Die Slowakischen Elektrizitätswerke SE haben am Montag mit der Fertigstellung der Blöcke 3 und 4 des Atomkraftwerkes Mochovce begonnen. Der Ausbau kostet nach Angaben des Unternehmens rund 2,78 Milliarden Euro, um die Hälfte mehr als erwartet. Regionalpolitiker und Umweltorganisationen übten Kritik an der österreichischen Regierung, die ihrer Ansicht nach nicht genug gegen den Ausbau unternehme.

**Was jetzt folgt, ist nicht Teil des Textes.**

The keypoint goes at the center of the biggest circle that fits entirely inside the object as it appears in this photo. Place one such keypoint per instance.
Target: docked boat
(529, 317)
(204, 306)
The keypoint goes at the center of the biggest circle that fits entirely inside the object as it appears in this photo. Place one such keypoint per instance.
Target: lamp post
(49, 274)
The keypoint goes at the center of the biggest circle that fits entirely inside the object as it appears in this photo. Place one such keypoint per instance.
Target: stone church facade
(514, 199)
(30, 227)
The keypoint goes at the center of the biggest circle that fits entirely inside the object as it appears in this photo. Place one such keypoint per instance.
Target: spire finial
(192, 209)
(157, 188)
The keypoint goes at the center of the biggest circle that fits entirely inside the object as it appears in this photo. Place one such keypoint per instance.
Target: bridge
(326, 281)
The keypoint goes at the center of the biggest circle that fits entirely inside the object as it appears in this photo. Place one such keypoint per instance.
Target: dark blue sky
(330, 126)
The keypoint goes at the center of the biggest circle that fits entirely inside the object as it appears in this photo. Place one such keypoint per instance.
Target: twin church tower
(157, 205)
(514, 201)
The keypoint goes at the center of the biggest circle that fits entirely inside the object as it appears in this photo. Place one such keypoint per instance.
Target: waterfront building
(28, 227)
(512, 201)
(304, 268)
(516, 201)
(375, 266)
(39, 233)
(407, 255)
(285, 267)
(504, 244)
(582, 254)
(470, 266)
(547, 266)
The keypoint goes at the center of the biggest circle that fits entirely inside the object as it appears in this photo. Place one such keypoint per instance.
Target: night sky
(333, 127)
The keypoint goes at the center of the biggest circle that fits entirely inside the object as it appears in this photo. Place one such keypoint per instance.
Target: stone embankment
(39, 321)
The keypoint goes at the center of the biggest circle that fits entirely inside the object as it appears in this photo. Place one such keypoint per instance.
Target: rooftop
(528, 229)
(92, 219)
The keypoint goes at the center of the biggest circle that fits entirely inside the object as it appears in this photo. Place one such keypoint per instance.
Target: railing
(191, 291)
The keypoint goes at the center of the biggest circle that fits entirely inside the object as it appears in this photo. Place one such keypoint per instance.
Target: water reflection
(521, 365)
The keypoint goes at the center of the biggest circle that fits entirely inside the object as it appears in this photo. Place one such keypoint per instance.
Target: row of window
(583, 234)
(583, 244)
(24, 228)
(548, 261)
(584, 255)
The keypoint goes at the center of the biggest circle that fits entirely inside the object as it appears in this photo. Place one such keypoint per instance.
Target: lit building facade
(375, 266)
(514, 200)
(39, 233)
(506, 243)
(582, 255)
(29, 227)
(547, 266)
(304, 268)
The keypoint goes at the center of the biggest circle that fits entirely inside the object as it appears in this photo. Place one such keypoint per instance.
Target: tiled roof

"Massive Sicherheitsrisiken"
Die Umweltorganisation
GLOBAL 2000 sowie Radko Pavlovec, Anti-Atom-Beauftragter des Landes
Oberösterreich, forderten die Regierung erneut auf, gegen den umstrittenen
Bau zu protestieren. "Ein Baubeginn vor der Durchführung der
Umweltverträglichkeitsprüfung (UVP) schafft Fakten. Das widerspricht dem
Geist und Gehalt der gesetzlichen Vorschriften zur UVP", so Silva Herrmann,
Anti-Atom-Sprecherin von GLOBAL 2000, die "massive" Sicherheitsrisiken durch
das rund 200 Kilometer von Wien entfernte AKW sieht.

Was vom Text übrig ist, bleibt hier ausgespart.